Malva malachroides Hooker & Arnott, Bot. Beechey Voy., 326. 1838; Hesperalcea malachroides (Hooker & Arnott) Greene; Sidalcea vitifolia A. Gray

Herbs, perennial, or subshrubs, (0.4–)0.8–1.5(–2) m, not glaucous, with thick, rather woody caudex or taproot, without rhizomes. Stems clustered, erect, solid, bristly-hirsute, hairs simple, forked, and stellate. Leaves cauline, evenly arrayed on stem, similar in size and shape; stipules linear-lanceolate, 5–15 × 0.5 mm; petioles 4–7 cm on distal leaves, 1/2 times to as long as blades, longer on proximal leaves; blade maplelike, usually palmately (3–)5–7- 7–15 mm, pistillate 6–7 mm, bisexual or staminate 10–12 mm; staminal column 5–7 mm, hairy; anthers white to pale purplish or pale yellowish; stigmas 5–9. Schizocarps 5–6 mm diam.; mericarps 5–9, 2.5 mm, glabrous or sparsely stellate-hairy, margins rounded, back ridged, sides smooth or with slight corrugations near margins, not pitted, mucro absent. Seeds 1–1.5 mm. 2n = 20.

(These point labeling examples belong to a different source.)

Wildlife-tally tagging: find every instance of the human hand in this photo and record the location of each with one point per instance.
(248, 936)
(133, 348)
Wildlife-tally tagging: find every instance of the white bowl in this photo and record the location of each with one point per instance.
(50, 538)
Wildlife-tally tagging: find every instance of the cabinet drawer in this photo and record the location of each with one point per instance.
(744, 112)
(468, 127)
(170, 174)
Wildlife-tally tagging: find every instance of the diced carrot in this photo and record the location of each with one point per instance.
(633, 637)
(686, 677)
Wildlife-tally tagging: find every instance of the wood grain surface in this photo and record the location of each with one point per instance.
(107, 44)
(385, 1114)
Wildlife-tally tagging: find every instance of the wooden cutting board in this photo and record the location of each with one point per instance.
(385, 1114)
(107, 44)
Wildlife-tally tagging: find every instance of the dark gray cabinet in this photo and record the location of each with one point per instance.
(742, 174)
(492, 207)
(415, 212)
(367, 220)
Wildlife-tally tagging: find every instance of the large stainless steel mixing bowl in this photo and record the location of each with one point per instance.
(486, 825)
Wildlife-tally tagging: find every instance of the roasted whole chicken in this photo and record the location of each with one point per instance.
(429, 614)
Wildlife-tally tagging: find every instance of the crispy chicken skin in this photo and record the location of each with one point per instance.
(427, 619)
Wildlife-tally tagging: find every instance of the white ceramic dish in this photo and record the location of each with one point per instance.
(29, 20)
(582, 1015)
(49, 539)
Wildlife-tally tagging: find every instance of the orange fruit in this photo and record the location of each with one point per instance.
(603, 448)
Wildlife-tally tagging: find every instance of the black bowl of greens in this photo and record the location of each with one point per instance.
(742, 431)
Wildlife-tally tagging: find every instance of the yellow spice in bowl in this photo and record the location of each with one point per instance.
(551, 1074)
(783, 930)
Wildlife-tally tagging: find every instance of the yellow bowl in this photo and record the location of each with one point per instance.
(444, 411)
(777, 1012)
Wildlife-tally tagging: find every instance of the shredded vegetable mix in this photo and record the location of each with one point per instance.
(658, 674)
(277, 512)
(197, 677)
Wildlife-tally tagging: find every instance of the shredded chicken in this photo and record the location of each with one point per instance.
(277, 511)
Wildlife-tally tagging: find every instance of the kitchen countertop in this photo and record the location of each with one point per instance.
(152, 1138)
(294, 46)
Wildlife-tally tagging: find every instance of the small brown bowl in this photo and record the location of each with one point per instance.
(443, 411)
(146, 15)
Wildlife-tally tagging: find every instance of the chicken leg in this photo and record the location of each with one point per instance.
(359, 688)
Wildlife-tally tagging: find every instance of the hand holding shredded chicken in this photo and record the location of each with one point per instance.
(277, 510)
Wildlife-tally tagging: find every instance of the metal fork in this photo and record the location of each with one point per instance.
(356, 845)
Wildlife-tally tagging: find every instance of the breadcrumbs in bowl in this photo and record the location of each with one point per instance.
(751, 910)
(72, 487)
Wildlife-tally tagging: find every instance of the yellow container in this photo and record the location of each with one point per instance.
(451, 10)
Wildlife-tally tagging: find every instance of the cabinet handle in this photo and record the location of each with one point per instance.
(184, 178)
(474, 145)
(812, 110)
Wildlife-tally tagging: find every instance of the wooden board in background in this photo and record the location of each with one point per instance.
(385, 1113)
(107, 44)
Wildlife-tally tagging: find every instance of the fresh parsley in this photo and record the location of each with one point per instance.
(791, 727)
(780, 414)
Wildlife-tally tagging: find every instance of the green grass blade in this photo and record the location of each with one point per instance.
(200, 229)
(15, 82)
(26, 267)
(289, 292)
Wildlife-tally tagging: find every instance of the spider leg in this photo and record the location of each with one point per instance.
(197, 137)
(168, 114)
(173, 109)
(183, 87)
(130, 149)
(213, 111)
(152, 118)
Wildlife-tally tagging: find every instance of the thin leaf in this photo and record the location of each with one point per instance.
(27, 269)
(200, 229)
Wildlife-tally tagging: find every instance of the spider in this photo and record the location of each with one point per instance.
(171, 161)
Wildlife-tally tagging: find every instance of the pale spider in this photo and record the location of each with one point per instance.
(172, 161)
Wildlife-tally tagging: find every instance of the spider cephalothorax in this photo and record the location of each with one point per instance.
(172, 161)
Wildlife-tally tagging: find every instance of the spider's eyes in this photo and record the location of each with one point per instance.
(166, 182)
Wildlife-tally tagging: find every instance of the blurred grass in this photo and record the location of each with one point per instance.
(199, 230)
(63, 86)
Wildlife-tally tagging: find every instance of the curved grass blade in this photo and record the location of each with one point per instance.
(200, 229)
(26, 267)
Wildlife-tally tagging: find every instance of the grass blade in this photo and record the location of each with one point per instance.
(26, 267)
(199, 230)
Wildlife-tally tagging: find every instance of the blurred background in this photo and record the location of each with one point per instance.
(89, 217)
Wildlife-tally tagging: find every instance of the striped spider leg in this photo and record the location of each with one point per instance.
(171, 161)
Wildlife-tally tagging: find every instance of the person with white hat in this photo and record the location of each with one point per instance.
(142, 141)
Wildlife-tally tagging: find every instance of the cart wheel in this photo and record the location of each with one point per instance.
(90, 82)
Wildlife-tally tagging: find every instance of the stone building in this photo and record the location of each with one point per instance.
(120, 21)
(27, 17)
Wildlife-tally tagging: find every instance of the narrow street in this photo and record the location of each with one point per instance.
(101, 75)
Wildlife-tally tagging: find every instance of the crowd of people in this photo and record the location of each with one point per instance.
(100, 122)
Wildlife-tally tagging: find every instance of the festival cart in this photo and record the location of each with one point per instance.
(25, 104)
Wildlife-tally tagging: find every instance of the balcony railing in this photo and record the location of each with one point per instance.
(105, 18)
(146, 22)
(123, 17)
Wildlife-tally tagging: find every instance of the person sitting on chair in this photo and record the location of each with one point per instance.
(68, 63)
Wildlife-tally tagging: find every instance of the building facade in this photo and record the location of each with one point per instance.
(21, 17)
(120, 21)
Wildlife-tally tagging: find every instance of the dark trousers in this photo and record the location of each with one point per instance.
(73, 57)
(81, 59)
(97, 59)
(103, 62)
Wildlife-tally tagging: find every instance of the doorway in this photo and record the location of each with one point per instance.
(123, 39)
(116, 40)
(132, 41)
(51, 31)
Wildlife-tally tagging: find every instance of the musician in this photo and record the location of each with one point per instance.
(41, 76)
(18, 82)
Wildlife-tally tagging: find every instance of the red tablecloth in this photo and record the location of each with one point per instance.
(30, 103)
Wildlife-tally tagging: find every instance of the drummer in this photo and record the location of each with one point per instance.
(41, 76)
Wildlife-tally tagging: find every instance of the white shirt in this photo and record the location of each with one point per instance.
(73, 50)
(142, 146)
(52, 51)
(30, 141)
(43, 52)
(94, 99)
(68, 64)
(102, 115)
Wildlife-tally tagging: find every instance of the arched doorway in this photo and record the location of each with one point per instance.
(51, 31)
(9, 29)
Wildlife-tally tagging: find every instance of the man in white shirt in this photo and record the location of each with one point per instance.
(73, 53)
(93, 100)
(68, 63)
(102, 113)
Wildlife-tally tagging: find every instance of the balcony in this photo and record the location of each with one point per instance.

Flowering May–Jul(–Aug). Woodlands, redwood forests, moist clearings near coast; 20–700 m; Calif., Oreg.

Sidalcea malachroides has long been considered to be the basal or so-called most ancient extant species of Sidalcea based on its morphology (E. M. F. Roush 1931; C. L. Hitchcock 1957). Molecular data support this conclusion (K. Andreasen and B. G. Baldwin 2001, 2003). These robust plants are distinguished by maplelike leaves that vary little in size and shape from base to apex of the stem, by relatively numerous, relatively small flowers with white or pale pink petals in dense, spiciform clusters on branched inflorescences, and by the coastal habitat. Formerly, it occurred in widely scattered sites from Monterey County, California, to Curry County, Oregon; fewer populations are extant; it has sometimes been cultivated. It is usually found in clearings and disturbed areas; it is threatened by logging and associated road usage, development, and non-native plant competition.